Combination of increasing government regulations and Toyota’s goal of zero traffic accidents are forcing hard questions about turning safety technology off
Toyota’s most senior software executive has revealed that the carmaker is considering banning drivers from switching off vehicle safety features in the future.
Government regulations normally shape the degree of strictness a carmaker imposes, and Australian and European safety regulations in recent years have started to impose various lane keeping, speed limit awareness and driver monitoring systems in cars.
At present, those systems can typically be switched off manually at the touch of a button or swipe of a screen, if the driver deems that they would prefer to manage these processes themselves.
But Toyota software development centre president Akihiro Sarada says that the Japanese carmaker is serious about its mission of “zero traffic accidents” — not just deaths, but all car accidents.
“Our ultimate goal is to eradicate all traffic accidents, and of course, autonomous driving is a technology that is necessary to realise a safe environment,” said Sarada.
“We have to study and decide if we would enable an ‘off’ button.”
Allowing drivers to operate the vehicle however they see fit, including by exceeding the speed limit or approaching lane markings to hit a corner apex, may not be compatible with achieving Toyota’s goal of eliminating accidents.
Sarada said that Toyota was considering allowing drivers to temporarily disable safety features — or drive in the manner they see fit — in two environments: on roads where the car’s software knows no other cars or pedestrians are around, and on the racetrack.
“If it is safe, for example, if it is on the circuit, [autonomous driving and sporty human driving] can co-exist,” said Sarada.
“In the area[s] where drivers are able to have fun driving, then we want them to have the discretion to decide the way they drive their cars.
“We have to really study in detail whether or not it is really mandatory for us to control that detail, to the level where we have to forbid them to enjoy their driving.”
Toyota’s software boss also hinted that connected-car technology — online systems that detect other cars, pedestrians and road conditions — might even allow keen drivers to drive as they see fit on the public road, but that warnings would kick in if risks increased.
“Drivers want to have excitement in driving. By using connected data, they can receive announcements that under [certain] conditions they can have more fun, that right now it is safe, but several seconds later, [if] there is a risk [they can] receive a warning beforehand,” Sarada explained.
But even this ‘leniency’ could, in theory, stop a driver from disabling safety technologies like lane-centring or speed limit controls on country roads if other cars, cyclists or particularly pedestrians are present in the area.
It’s a balancing act within Toyota between departments like Sarada’s — tasked with deploying software that reduces accidents, injury and death — and performance-arm GR, which must convince buyers that they should spend their cash on sporty, fun-to-drive cars.
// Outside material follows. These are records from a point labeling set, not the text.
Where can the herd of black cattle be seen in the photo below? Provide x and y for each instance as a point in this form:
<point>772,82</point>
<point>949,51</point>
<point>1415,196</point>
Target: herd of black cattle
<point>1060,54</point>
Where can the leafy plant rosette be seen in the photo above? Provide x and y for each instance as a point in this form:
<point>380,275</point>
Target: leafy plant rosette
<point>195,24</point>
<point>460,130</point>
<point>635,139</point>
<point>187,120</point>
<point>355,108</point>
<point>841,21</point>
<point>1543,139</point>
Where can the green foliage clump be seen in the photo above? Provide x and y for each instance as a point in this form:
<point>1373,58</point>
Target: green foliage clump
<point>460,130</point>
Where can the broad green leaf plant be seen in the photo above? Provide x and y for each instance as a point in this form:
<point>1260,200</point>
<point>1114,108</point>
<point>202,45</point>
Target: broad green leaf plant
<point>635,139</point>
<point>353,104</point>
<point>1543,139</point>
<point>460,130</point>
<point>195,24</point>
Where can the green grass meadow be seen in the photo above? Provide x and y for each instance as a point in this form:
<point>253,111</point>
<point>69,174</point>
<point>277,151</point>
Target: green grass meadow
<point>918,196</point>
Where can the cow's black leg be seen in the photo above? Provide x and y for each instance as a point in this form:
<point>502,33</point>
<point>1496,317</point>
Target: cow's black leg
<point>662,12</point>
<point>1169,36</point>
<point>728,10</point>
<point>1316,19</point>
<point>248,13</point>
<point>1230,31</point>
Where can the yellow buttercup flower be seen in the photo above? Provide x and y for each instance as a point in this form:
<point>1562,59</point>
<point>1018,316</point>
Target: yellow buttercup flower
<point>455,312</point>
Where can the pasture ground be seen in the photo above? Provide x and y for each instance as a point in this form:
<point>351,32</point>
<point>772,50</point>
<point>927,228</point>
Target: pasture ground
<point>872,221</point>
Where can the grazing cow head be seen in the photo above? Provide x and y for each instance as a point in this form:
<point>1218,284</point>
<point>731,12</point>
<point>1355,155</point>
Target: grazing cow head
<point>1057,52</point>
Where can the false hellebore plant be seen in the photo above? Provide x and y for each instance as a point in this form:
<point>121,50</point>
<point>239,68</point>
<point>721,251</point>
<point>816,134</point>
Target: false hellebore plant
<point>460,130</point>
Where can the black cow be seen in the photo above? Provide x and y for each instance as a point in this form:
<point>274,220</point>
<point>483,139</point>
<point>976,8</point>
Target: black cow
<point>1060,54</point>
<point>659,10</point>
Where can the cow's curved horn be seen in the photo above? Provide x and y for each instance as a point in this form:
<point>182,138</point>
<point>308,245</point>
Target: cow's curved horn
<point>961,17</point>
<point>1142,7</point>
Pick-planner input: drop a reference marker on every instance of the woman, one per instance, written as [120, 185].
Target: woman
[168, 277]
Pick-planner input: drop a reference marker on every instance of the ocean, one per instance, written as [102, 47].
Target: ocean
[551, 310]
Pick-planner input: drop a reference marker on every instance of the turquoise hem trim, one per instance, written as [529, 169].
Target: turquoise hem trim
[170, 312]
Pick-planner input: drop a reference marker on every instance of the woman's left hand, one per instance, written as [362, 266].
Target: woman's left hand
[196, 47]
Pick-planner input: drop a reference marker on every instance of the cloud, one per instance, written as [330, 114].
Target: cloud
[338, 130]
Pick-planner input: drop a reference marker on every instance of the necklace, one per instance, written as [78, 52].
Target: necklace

For decades, Toyota has run ahead of some vehicle safety regulations. For more than 20 years, drivers and passengers in Toyota and Lexus models have been unable to input satellite navigation destinations while the vehicle is in motion.
That’s a common practice that other carmakers would typically allow, sometimes via rotary dials — often perceived as ‘safer’ to use while moving — but also often via simple touchscreen inputs.
In recent years other firms have followed Toyota’s lead on blocking some touchscreen functions while the vehicle is in motion. The two key smartphone mirroring products, Apple CarPlay and Android Auto, both prevent most on-screen keyboard use while driving.
European regulations have also started to encroach on touchscreen use via that continent’s Advanced Driver Distraction Warning requirements, which will come into force for all new vehicles registered in the EU from July 2026.
Even in the EU, however, safety features — including speed warning, stability control and lane-keeping are typically allowed be switched off, though all restart at the next vehicle ignition and a driver would be held responsible for increasing the risk of a crash if a safety system is deactivated.
Typically, governments — including in Australia and Europe — issue broad guidelines for how safety features should work, leaving precise implementation decisions up to carmakers.